INTERIOR, NIGHT. Several pimply young men gather around a folding table downstairs at the local youth center, bringing with them backpacks, snacks and peculiarly shaped dice. One sits at the head of the table with a cardboard screen shielding a tiny area of tabletop in front of him. The others place little painted figurines on a hexagon covered mat.

Dungeon Master: You enter a large chamber filled with tiny chairs. There are goblins in all the chairs but one. What do you do?

Player: I sit down in the empty chair.

DM: A troll begins to lecture the class.

P: I draw pictures on my notebook and never turn in my homework.

DM: A mark is placed on your permanent record.

P: I ask out the chaotic-neutral half-elf thief.

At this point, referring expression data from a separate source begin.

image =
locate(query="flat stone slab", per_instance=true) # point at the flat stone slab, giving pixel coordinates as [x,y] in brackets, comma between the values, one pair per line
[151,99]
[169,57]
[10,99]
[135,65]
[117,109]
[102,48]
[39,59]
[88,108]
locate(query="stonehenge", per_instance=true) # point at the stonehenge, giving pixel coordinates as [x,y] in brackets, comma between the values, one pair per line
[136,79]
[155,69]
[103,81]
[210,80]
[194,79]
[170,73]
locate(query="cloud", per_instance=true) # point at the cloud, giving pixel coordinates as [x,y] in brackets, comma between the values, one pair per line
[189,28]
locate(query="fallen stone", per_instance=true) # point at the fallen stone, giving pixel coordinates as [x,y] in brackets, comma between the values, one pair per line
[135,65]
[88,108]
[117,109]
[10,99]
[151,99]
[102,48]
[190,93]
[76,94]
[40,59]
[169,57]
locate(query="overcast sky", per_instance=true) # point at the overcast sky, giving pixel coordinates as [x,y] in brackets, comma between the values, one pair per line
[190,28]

(DM rolls dice behind the screen.)

DM: She falls in love with you, and you with her.

(DM rolls more hidden dice.)

DM: Unfortunately, you fail your saving throw versus imprudence.

P: What happens?

DM: She gets pregnant. Her parents send her away to boarding school. You never see her again.

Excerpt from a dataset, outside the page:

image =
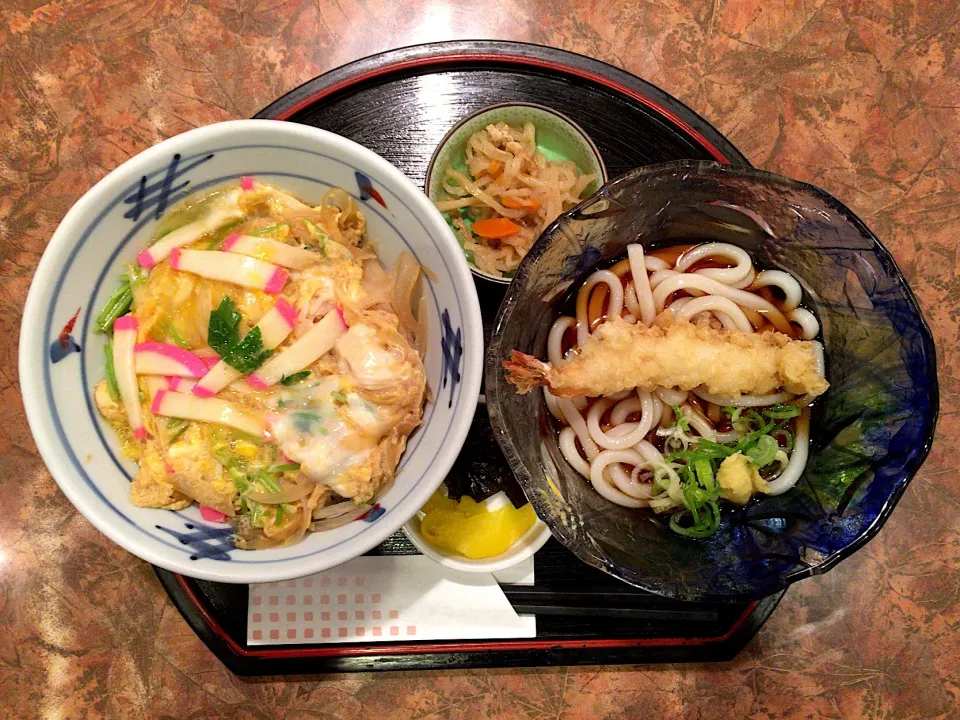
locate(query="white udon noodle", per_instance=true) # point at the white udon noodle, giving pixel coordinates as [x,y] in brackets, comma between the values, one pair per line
[601,442]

P: I sign up for drawing classes and drama club, then start writing for the yearbook.

(DM rolls more hidden dice.)

DM: You fail your save versus hubris.

P: Then what?

DM: You spend twenty years trying to be an artist, only to realize too late that you don’t have what it takes to be the next Picasso.

P: I go to the tavern to seek a quest.

DM: The ogre who owns the kebab shop says you can work the overnight shift and scrub the toilets for twenty copper pieces a week.

P: I attempt to use my Bardic skills to charm him into giving me a raise.

(rolls dice)

DM: He gives your job to a kobold.

This entry is part of my journal, published January 18, 2011, in New York.